Right-handed starting pitcher – Graham Ashcraft, Dayton (eight starts), Chattanooga (14 starts): Talk about making a good impression. In his first full pro season, the club’s sixth-ranked prospect earned Reds’ Minor League Pitching Prospect of the Year honors. The 23-year-old opened the season in High-A, but was quickly promoted to Double-A after posting a 2.33 ERA over eight starts with the Dragons. In 22 starts this season, the Alabama-Birmingham product amassed a 3.00 ERA and a 1.11 WHIP with 129 strikeouts over 111 total frames. He finished with an 11-4 mark and a .212 average against.
“He’s a big, strong, physical kid with power stuff,” Pender said. “Very aggressive when he’s on the mound, and right now, he’s probably got two pitches that are Major League-ready. The stuff has always been there for him, but this year he really showed improvement with the command and control.”

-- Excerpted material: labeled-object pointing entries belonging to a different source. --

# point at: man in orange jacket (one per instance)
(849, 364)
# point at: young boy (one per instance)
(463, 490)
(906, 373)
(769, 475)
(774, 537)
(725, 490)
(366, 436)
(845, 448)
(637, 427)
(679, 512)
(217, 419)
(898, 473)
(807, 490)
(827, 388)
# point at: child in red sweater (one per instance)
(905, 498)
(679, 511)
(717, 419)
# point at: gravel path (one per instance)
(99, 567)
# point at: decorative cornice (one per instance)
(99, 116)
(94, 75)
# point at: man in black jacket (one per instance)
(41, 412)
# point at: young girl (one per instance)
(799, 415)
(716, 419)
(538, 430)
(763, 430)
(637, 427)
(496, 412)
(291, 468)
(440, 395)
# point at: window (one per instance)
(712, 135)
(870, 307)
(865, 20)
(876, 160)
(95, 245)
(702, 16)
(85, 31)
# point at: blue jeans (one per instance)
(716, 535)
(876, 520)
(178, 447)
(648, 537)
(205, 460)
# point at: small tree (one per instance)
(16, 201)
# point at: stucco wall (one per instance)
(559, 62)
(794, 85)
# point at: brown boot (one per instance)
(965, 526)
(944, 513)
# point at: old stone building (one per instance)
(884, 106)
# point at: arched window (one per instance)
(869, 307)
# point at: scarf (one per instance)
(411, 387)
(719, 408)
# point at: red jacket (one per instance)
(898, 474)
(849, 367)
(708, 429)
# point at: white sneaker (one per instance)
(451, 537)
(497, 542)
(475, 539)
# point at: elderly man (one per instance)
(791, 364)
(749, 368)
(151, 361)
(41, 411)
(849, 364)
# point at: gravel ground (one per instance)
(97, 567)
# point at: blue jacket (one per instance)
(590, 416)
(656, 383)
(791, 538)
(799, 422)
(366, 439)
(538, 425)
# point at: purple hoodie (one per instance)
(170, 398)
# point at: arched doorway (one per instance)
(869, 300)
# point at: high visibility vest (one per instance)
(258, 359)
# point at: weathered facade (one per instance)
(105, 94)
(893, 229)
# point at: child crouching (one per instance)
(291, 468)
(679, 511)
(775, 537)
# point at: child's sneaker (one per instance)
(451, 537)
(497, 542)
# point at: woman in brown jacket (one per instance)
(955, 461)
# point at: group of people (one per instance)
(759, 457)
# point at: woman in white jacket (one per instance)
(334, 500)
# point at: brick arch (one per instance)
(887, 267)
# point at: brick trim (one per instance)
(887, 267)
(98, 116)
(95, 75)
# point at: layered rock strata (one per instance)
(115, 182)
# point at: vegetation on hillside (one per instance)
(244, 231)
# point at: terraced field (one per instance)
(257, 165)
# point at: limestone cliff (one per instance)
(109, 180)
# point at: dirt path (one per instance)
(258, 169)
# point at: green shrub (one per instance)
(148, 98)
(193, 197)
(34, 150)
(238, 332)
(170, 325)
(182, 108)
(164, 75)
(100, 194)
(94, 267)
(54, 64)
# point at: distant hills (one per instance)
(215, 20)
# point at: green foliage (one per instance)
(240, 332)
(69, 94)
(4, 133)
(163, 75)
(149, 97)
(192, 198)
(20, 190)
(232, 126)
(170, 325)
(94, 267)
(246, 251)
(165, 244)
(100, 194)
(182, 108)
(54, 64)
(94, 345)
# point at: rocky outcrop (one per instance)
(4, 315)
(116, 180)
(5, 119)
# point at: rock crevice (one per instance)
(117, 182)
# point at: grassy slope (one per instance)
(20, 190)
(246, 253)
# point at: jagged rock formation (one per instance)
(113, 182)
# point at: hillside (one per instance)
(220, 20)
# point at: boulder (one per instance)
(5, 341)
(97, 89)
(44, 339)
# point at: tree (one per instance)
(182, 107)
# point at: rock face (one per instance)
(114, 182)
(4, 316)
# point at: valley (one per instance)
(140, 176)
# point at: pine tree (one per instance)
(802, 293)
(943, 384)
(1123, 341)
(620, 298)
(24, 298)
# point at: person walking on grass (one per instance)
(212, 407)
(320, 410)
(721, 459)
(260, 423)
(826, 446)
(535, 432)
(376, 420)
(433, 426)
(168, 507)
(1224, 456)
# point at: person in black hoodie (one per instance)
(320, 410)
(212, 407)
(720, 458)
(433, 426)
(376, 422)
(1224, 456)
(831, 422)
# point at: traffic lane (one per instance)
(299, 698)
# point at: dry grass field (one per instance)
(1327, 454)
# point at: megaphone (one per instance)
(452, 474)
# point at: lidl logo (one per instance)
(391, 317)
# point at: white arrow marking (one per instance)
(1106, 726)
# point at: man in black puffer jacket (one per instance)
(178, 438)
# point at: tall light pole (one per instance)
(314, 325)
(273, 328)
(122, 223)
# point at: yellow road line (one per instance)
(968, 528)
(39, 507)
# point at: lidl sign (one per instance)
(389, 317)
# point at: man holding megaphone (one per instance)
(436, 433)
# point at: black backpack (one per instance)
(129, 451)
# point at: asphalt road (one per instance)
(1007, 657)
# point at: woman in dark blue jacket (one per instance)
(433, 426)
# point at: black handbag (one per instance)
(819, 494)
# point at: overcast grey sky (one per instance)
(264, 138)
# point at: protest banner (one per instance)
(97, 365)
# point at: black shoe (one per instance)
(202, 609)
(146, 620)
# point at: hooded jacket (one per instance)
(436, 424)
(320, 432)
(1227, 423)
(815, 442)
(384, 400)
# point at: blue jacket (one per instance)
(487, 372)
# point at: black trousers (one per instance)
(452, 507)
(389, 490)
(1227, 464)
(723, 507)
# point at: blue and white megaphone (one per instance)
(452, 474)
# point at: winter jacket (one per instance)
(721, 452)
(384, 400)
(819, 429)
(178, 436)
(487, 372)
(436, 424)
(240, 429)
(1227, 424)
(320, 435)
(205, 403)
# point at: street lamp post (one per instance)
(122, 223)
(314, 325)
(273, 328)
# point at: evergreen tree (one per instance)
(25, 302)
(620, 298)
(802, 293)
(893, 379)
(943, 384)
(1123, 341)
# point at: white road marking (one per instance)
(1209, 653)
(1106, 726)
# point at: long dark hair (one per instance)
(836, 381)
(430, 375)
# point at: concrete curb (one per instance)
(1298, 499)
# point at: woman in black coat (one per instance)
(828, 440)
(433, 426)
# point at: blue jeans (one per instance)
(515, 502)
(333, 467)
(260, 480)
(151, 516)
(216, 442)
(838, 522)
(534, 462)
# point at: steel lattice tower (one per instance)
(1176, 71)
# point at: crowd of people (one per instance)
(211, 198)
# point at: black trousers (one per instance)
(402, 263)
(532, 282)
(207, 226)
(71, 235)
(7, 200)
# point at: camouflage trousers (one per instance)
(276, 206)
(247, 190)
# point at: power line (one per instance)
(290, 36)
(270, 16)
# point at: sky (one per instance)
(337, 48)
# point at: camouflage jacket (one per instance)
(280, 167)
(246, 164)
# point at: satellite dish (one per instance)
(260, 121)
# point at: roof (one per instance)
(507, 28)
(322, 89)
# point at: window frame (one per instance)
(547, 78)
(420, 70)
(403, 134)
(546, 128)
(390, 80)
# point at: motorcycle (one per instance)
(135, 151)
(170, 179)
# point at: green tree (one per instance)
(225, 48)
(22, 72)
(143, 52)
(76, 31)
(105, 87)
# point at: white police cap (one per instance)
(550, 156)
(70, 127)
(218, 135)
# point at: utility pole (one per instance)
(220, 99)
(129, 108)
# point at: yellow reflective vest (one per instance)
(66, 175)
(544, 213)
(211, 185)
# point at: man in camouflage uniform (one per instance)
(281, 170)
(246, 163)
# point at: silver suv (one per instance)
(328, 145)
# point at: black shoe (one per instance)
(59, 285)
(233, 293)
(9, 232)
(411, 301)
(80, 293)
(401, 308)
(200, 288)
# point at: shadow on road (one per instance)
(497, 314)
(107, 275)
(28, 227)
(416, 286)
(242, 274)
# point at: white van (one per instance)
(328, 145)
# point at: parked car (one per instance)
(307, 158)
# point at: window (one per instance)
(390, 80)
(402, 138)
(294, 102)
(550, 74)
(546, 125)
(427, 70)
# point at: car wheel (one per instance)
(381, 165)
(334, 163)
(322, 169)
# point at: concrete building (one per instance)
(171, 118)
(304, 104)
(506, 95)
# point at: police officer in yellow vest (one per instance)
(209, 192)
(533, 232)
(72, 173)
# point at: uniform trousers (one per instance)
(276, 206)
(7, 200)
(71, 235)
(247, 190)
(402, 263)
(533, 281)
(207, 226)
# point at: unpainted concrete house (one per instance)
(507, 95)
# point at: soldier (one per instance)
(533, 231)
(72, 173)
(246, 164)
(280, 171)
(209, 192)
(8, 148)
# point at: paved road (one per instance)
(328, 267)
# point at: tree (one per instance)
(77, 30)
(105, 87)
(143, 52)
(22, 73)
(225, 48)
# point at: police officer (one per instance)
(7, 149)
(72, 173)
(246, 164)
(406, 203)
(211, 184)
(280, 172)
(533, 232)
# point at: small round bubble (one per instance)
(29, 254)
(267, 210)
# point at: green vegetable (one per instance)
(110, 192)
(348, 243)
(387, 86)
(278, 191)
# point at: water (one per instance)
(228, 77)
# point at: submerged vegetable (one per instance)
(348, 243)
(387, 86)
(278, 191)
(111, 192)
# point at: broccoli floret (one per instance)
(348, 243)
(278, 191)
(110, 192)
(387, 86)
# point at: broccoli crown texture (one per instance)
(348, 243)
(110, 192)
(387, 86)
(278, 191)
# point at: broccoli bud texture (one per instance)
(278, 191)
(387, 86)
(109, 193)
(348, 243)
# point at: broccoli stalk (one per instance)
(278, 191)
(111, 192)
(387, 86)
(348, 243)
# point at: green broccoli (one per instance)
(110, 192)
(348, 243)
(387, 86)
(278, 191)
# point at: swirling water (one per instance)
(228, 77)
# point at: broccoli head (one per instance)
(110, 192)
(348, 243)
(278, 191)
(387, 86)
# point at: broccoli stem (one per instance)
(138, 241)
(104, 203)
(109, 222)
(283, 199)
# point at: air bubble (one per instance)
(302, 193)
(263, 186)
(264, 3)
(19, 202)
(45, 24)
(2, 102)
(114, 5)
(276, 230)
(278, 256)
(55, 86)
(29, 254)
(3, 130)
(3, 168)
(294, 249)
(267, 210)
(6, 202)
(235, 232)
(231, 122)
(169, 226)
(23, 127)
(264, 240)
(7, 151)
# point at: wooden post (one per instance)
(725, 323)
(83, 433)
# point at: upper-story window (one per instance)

Left-handed starting pitcher – Reiver Sanmartin, Chattanooga (four games, three starts), Louisville (21 games, 14 starts), Cincinnati (two starts): The 25-year-old found a penchant for missing bats and rode it through three levels of the organization en route to his Major League debut. Sanmartin dominated in every uniform he donned this season. He posted a 0.50 ERA in four appearances for the Lookouts before limiting opponents to a .253 average with 89 punchouts in 82 1/3 frames over 21 outings with the Bats. In his only two starts for the Reds, the Colombia native yielded a pair of runs on 12 hits and two walks while whiffing 11 over 11 2/3 innings.
“He got to the big leagues at the end here and really showed that he knows how to pitch,” Pender said. “He’s got natural deception with his stuff and he’s very resilient. No huge out pitch to speak of, but he knows how to blend and he goes out there and competes every time. I think that’s what made him so successful this year.”
Relief pitcher – Dauri Moreta (Chattanooga 18 games), Louisville (24 games), Cincinnati (four games): After going 4-0 with a 1.35 ERA and a 37-to-5 strikeout-to-walk ratio in 26 2/3 innings at Double-A Chattanooga, he was promoted to Triple-A Louisville in July. Taking over as the Bats' closer, the Reds' No. 27 prospect converted all eight of his save opportunities and posted a 0.68 ERA at the Minors' highest level, balancing a drop in strikeouts (21 in 26 1/3 innings) with a bump in efficiency (2.5 fewer pitches per inning) to earn a September callup to Cincinnati.
“The biggest thing he did was add some velo and consistency to his slider,” Pender said. “He’s always been aggressive, but he threw more strikes and missed more bats this year. His weapons really played up and he was smart in how he used them, and that resulted in him getting to the big leagues and getting the chance to show he belonged.”